*Note: This is the first part in a series of articles about Spousal Support.
I figured I should get the factor-specific articles out of the way since I seem to be on a roll with them lately. This time, however, I’m focusing on the spousal support (or alimony) factors, which are a little trickier than child support. Most people agree that child support should be paid because they see the money as benefitting their children (although I’ve often heard that mom just goes out and spends Tommy’s support on some sweet new shoes and hairstyle for herself. Honestly though, those cut and colors are expensive).
Spousal support is not a “guaranteed right,” as much as anything in the legal world can be considered guaranteed. Unlike the Michigan Child Support Guidelines, which are to be followed unless the parties agree to deviate from them, the Michigan Spousal Support Guidelines are just that – guidelines. Nothing is really mandatory and it is routinely said that spousal support guidelines are both high in terms of the dollar amount and the years of recommended support.

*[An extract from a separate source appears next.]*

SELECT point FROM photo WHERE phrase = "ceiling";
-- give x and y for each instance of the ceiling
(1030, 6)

The factors for determining spousal support are outlined in various cases, the two big ones being Parrish v Parrish, 138 Mich App 546 (1984) and Sparks v Sparks, 440 Mich 141 (1992). The first four factors will be examined in this article and the next two articles will finish them off.
The first factor is “the past relations and the conduct of the parties.” This is where everyone plays the blame game and talks about how promiscuous, abusive and overall awful their spouse was during the marriage. As I’ve said before, I personally think the promiscuity part has significantly less impact on the court’s decision than it used to back in the day. If there are repeated offenses, domestic violence or actual evidence of really lousy behavior, then you have a better shot at this factor panning out for you. It’s been my experience that all my clients think their spouses were total arses during the marriage (hence the divorce), and one’s behavior can be very subjective depending on who you’re talking to.
The second factor is “the length of the marriage.” This is a no-brainer – the longer you’re married, the more likely you’re going to qualify for a potential award of spousal support. There aren’t a set number of years, but I’d say on average the awards are for those couples who have enjoyed not so wedded bliss for 10 or more years. However, note that the courts will not consider your courtship or the time period that you “resided in sin” as part of this overall number.
“The ability of the parties to work” is factor tres. If you’re able to work, you’re less likely to need moolah from your former spouse. On the flip side, if your sugar daddy or momma can’t work, you’re less likely to extract money from them in the form of spousal support. I run into cases where one spouse has been a “stay at home mom/dad” and really hasn’t had that much work experience; therefore, her or his ability to quickly secure employment is not as likely as those cases where both parents worked throughout the marriage. If the parties are older or disabled, this also impacts their ability to hold a job.
The last factor for this article’s examination is “the source and amount of property awarded to the parties.” Case law has held that one party should not have to drain his or her property awarded in order to survive if spousal support is a reality. As was so aptly put by the Michigan Court of Appeals in Hanaway v Hanaway, 208 Mich App 278, 296 (1995), “…where both parties are awarded substantial assets, the court, in evaluating a claim for alimony, should focus on the income-earning potential of the assets and should not evaluate a party's ability to provide self-support by including in the amount available for support the value of the assets themselves. Given the length of the marriage, the magnitude of the marital estate, and defendant's capital position and earning potential after the divorce, [Mrs. Hanaway] should not be expected to consume her capital to support herself.”
The next four factors are up for consideration in April. Spousal support is a hard pill to swallow, so if your attorney thinks you might be on the hook, bring a big bottle of water with you to keep it down.